Artur SCHNABEL (1882-1951)
Drei Klavierstücke op.15 [22:39]
Drei Fantasiestücke [10:11]
Zehn Lieder op.11 
Sieben Lieder op.14 [17:46]
Irmela Roelcke (piano)
Sibylle Kamphues (alto)
rec. Siemensvilla, Berlin, 16-20 June 2008, 2-6 February 2009
CPO 777 471-2 [77:27 + 76:01]
CPO are to be commended for their enterprising ventures
in making available music by unknown and unsung composers. Their endeavours
in this field have occasionally thrown up a few surprises. I am thinking
specifically about their championing of compositions by well known artists
whose fame has, in the minds of many, been confined to their performing
skills in the concert hall. I have heard very fine music composed by
the conductors Felix Weingartner and Bruno Walter. Here we have some
compositional offerings by the Austrian pianist Artur Schnabel, who
was described by the music critic Harold C. Schonberg as ‘the
man who invented Beethoven’.
It is ironic that, as a pianist, Schnabel was averse to performing contemporary
music, yet his own compositions are firmly set in the modern idiom.
He was a musician rather than just a pianist, and he regarded himself
primarily as a composer, an area where he could exercise his intellect
and probing mind. Besides the works included here, his catalogue includes
three symphonies, five string quartets and many smaller compositions.
Whilst complex and difficult, they are marked by an originality of style.

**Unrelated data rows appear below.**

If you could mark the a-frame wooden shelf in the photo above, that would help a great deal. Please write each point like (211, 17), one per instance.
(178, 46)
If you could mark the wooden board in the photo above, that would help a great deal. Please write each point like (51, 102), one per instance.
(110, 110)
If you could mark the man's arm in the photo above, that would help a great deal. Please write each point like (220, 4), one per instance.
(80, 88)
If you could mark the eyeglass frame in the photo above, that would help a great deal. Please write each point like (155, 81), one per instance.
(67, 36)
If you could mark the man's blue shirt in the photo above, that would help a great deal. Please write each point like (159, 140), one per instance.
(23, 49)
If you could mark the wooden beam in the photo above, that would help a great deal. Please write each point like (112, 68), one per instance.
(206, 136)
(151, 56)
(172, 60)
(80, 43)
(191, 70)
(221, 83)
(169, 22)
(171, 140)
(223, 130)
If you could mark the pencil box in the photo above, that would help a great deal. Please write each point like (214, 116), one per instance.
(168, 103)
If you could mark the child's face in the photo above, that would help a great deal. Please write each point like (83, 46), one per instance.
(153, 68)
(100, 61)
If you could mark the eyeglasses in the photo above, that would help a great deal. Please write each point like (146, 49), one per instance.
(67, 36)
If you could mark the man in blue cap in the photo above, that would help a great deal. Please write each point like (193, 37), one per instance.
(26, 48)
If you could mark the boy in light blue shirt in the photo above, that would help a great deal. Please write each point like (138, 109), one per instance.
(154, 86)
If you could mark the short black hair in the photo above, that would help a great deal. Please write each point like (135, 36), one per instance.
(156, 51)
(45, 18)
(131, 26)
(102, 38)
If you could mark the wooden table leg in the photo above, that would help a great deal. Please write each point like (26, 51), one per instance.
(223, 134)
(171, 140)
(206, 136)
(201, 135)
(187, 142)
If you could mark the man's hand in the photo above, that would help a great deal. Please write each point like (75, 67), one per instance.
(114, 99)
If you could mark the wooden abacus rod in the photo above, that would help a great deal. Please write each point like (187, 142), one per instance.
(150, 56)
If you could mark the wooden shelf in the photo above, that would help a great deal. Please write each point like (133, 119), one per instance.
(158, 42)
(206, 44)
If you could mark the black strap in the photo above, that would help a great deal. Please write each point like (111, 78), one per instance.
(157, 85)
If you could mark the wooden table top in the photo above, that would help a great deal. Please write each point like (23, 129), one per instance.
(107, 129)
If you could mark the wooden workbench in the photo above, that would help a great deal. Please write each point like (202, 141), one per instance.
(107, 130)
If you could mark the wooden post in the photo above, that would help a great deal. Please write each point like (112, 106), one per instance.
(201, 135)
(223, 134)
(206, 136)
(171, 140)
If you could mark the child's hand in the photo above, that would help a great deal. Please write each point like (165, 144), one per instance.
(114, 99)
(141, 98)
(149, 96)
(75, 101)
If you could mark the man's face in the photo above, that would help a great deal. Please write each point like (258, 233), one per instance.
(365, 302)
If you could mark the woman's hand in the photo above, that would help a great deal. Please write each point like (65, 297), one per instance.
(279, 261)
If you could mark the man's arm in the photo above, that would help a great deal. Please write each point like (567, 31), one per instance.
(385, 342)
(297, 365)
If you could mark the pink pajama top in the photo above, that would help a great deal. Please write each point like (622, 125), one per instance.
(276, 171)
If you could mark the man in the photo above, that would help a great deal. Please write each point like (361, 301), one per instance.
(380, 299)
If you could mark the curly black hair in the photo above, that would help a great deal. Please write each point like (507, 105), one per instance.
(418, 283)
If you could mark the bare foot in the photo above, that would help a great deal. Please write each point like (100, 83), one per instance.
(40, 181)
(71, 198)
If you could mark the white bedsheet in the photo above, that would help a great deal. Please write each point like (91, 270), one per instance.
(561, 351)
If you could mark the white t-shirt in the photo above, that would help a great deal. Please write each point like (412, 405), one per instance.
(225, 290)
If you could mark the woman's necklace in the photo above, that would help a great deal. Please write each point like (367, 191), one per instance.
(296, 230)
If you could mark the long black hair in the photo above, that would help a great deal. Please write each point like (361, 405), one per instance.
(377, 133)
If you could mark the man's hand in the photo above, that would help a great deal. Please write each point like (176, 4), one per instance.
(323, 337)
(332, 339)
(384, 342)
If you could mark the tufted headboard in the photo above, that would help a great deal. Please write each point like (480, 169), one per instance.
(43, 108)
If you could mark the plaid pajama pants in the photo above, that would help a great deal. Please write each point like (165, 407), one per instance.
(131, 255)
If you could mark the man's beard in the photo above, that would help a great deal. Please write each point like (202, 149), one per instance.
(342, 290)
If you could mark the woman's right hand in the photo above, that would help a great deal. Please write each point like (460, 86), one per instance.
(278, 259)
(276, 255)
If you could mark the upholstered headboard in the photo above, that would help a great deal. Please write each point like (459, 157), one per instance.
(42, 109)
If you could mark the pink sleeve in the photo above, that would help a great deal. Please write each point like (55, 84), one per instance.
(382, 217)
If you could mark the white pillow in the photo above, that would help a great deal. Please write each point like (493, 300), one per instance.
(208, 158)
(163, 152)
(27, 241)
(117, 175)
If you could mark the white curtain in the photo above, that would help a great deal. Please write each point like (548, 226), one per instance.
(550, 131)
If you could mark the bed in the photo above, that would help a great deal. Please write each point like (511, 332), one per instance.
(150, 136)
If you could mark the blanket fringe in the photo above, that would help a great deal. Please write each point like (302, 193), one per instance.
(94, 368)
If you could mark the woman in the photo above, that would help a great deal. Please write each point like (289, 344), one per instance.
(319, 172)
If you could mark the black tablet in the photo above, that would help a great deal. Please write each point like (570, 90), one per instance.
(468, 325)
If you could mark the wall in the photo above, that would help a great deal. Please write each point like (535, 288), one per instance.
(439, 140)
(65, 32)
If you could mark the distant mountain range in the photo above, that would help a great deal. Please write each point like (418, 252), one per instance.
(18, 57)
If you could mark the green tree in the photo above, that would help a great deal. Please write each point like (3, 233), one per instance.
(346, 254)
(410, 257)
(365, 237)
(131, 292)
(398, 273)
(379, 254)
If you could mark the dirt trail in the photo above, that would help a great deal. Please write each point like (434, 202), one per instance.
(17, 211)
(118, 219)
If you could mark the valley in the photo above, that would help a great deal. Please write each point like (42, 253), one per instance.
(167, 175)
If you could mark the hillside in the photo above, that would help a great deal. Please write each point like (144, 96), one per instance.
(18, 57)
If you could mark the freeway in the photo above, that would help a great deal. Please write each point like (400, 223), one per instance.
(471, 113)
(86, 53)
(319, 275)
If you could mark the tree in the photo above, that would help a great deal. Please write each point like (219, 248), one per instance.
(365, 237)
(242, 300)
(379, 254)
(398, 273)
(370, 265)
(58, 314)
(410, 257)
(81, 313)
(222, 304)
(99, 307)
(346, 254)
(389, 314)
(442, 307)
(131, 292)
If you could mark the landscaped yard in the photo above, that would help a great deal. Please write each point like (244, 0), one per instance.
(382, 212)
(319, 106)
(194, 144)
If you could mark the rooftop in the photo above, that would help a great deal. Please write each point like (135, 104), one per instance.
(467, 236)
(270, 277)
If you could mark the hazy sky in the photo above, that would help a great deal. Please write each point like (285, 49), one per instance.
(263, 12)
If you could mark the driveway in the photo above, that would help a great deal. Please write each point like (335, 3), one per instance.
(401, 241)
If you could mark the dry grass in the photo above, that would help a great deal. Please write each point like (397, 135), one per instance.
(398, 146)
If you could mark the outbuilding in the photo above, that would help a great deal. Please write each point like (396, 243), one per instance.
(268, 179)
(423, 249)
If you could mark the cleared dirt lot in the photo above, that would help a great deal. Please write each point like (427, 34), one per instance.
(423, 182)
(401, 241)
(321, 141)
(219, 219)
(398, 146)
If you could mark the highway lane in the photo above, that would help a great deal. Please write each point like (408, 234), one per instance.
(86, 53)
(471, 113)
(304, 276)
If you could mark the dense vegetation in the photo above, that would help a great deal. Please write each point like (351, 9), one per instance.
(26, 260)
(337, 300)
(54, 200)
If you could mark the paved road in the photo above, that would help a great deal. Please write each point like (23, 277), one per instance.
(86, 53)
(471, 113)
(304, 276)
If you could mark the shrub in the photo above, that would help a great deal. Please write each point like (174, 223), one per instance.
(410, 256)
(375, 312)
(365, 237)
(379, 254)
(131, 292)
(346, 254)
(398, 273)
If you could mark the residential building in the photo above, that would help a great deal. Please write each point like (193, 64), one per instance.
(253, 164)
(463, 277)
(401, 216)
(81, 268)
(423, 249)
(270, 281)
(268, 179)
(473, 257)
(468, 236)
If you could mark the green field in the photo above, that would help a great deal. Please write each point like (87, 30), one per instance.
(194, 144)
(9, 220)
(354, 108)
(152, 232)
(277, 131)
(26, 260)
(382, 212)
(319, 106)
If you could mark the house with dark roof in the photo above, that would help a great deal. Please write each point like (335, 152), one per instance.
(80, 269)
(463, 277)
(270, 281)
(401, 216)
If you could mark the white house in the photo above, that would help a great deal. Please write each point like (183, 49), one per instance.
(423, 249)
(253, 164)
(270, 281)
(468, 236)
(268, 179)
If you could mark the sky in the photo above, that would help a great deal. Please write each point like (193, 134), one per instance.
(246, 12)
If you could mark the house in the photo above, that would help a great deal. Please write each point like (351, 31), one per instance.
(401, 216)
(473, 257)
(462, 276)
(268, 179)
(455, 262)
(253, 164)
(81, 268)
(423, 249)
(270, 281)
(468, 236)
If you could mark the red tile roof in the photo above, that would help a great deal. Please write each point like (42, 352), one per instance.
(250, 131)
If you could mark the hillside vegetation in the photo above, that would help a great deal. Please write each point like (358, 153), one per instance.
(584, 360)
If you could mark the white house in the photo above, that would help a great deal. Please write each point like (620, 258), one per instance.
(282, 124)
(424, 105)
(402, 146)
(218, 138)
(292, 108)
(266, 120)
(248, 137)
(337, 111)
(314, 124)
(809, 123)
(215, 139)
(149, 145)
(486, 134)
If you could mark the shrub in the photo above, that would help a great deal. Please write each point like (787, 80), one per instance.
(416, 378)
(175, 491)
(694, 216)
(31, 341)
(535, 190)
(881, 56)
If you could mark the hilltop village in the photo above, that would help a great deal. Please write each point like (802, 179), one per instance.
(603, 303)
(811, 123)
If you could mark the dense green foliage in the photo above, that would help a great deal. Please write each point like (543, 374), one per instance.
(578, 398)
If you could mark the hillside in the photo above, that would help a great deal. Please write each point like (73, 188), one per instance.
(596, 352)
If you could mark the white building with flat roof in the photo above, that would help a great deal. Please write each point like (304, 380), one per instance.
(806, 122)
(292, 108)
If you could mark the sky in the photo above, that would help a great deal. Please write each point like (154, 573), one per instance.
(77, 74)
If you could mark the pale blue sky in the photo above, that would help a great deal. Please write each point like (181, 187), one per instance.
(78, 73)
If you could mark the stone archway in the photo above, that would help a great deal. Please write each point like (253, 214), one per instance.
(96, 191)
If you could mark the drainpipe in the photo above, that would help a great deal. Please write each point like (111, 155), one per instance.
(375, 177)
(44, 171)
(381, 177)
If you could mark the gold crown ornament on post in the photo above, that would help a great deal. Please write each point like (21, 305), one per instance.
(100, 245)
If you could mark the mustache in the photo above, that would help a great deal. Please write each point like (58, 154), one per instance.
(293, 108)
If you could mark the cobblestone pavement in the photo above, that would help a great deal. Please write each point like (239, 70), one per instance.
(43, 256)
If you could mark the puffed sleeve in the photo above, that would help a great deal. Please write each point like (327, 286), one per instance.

The Piano Quintet was written in 1915-16 and premiered in Berlin on
2 June 1918 at a benefit concert for German war refugees. After that
the manuscript went off the radar, only to re-emerge in 2001. At 54
minutes this a large, loosely-constructed work, bordering on atonality,
but having a key signature. Schnabel displays great skill in the instrumental
writing. The first movement is orchestral in character. The centre of
gravity is the second movement adagio. There is great beauty in the
writing but even after repeated listening, I found the various sections
rather disjointed and the movement, as a whole, rambling. The character
of the third movement is carefree, with dance elements abounding. The
Pellegrini-Quartett play with great commitment.
The Drei Klavierstücke op.15 (1906) are firmly rooted in tonality.
They are exquisitely performed by Irmela Roelcke. I was particularly
taken by the third movement four-part waltz. These pieces ought to be
taken up more by pianists. Similarly, the Drei Fantasiestücke fur
Klavier, Violine und Viola which showcases Schnabel’s melodic
gifts. In this Roelcke is joined by Antonio Pellegrini (violin) and
Fabio Marano (viola). The captivating third movement ‘Andantino’
is almost ‘salon’ in character, tinged with a sentimentality.
In 1923, Schnabel composed his Piano Sonata, one of his most highly
original and inventive scores. It is in five movements, for each of
which Schnabel gives specific instructions as to its individual character.
There are no bar-lines and no key signatures. The tempo is free, and
he allows the musical ideas to flow and emerge. Firmly ensconced in
atonality, it is dissonant and hard-edged in parts. Once again, Roelcke
delivers a captivating performance, and shows clearly that she has a
deep love for this music.
In the two song-cycles op.11 and op.14, Schnabel sought out texts from
popular contemporary poets. Here there is a continuity with the tradition
of German romantic lieder, and the influences of Schubert and Brahms
can be detected. The alto Sibylle Kamphues offers compelling performances.
The artists are to be commended for championing Schnabel’s work.
The Siemensvilla Berlin provides an admirable acoustic. The booklet
notes are informative and well-written.
As one who greatly admires Artur Schnabel as a pianist in the works
of Beethoven and Schubert, I am grateful that I have had the experience
of listening to him as a composer. There is no doubt that there are
some good things here. Well worth exploring.